In [None]:
import os
import glob
import pandas as pd
import matplotlib.pyplot as plt
import numpy as np
import random
from datetime import datetime, timedelta
from dateutil.relativedelta import relativedelta
import pprint
import pyspark
import pyspark.sql.functions as F

from pyspark.sql.functions import col
from pyspark.sql.types import StringType, IntegerType, FloatType, DateType
from pyspark.sql.window import Window

In [None]:
# Initialize SparkSession
spark = pyspark.sql.SparkSession.builder \
    .appName("dev") \
    .config("spark.driver.memory", "4g") \
    .config("spark.executor.memory", "4g") \
    .master("local[*]") \
    .getOrCreate()

# Set log level to ERROR to hide warnings
spark.sparkContext.setLogLevel("ERROR")

## Read Silver parquet files

In [None]:
# Define paths
silver_transactions_path = "/app/datamart/silver/transactions" 
silver_latest_transactions_path = "/app/datamart/silver/max_expiry_transactions"
gold_max_expiry_path = "/app/datamart/gold/label_store"

In [None]:
txn = (spark.read
      .option("header", True)
      .option("inferSchema", True)
      .parquet(silver_transactions_path))

In [None]:
txn_snapshots = (spark.read
                      .option("header", True)
                      .option("inferSchema", True)
                      .parquet(silver_latest_transactions_path))

print("Silver Transactions schema:")
txn_snapshots.printSchema()

## Create labels

In [None]:
# Starting point: `txn` (raw transactions) and `txn_snapshots` (from previous step)
# txn has: msno, transaction_date (date), membership_expire_date (date), is_cancel (int)
# txn_snapshots has: msno, snapshot_date (= membership_expire_date), etc.

# 1) Base: only the columns you want
churn_base = txn_snapshots.select("snapshot_date", "msno").distinct()

# 2) Candidate renewals: any txn with is_cancel = 0
renewals = txn.where(F.col("is_cancel") == 0).select("msno", "transaction_date")

# 3) Check if a renewal exists within [snapshot_date, snapshot_date + 30 days]
cond = (
    (F.col("r.msno") == F.col("c.msno")) &
    (F.col("r.transaction_date") >= F.col("c.snapshot_date")) &
    (F.col("r.transaction_date") <= F.date_add(F.col("c.snapshot_date"), 30))
)

joined = churn_base.alias("c").join(renewals.alias("r"), on=cond, how="left")
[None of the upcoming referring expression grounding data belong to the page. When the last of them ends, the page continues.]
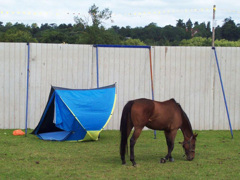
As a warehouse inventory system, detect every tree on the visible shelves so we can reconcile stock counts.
[221,18,240,41]
[74,4,112,27]
[176,19,186,29]
[1,27,37,42]
[121,39,146,46]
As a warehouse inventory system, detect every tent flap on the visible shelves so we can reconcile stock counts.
[33,84,116,141]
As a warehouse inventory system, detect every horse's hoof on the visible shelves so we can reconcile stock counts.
[122,160,126,165]
[160,158,167,163]
[132,161,137,167]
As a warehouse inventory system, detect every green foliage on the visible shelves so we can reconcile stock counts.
[121,39,146,46]
[0,4,240,47]
[179,37,240,47]
[0,129,240,180]
[214,39,240,47]
[179,37,212,46]
[0,28,37,42]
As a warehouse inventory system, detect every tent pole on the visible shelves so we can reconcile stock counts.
[149,47,157,139]
[96,46,99,88]
[25,42,30,137]
[212,47,233,139]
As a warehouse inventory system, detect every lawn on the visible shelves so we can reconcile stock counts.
[0,129,240,180]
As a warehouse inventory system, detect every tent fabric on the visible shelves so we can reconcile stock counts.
[32,84,116,141]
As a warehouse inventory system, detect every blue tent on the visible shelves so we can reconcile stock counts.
[32,84,116,141]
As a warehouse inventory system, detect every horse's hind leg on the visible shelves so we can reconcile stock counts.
[121,121,133,165]
[160,130,177,163]
[130,128,142,166]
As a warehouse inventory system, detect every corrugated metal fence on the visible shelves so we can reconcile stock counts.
[0,43,240,130]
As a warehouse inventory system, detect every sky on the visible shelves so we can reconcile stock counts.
[0,0,240,28]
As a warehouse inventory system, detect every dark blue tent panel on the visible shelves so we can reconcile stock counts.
[32,84,116,141]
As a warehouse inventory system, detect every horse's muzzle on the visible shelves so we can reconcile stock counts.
[187,157,194,161]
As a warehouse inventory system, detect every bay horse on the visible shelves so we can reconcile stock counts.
[120,99,197,166]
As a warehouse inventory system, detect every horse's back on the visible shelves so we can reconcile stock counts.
[146,99,182,130]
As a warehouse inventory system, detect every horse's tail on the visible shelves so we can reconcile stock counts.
[120,101,133,157]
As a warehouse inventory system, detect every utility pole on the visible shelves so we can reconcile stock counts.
[212,5,216,47]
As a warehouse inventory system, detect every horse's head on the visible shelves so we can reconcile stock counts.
[180,134,198,161]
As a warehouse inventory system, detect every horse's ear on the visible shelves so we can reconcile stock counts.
[178,142,183,145]
[193,133,198,139]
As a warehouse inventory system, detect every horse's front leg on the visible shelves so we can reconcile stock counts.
[130,128,142,166]
[160,131,177,163]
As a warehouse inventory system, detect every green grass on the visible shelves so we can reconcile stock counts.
[0,130,240,180]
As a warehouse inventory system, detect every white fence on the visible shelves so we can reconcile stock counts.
[0,43,240,130]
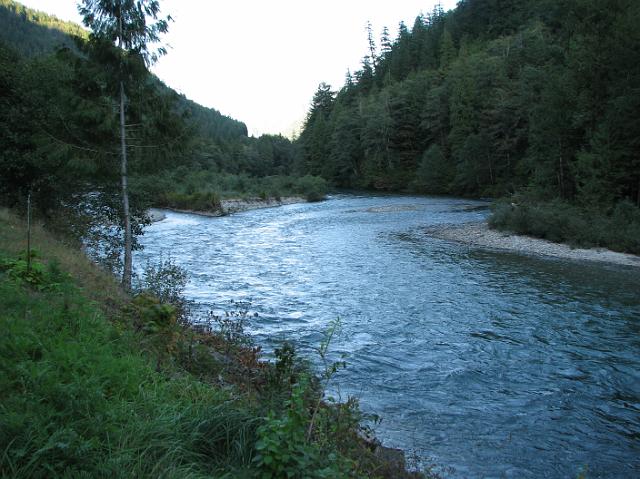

# 4) Aggregate to "has renewal" flag and map to is_churn (yes renewal → 0, else 1)
result_churn = (
    joined.groupBy(F.col("c.snapshot_date"), F.col("c.msno"))
          .agg(F.max(F.when(F.col("r.transaction_date").isNotNull(), F.lit(1)).otherwise(F.lit(0))).alias("has_renewal_30d"))
          .withColumn("is_churn", F.when(F.col("has_renewal_30d") == 1, F.lit(0)).otherwise(F.lit(1)))
          .select(F.col("snapshot_date"), F.col("msno"), F.col("is_churn"))
)

# Preview
result_churn.show(10, truncate=False)

## Write parquet files to Gold layers

In [None]:
# Save to gold layer as Parquet, with partitioning
(
    result_churn
    .write
    .mode("overwrite")
    .parquet(gold_max_expiry_path)
)

print(f"✅ Gold layer - Labelling based on max membership_expire_date successfully written to: {gold_max_expiry_path}")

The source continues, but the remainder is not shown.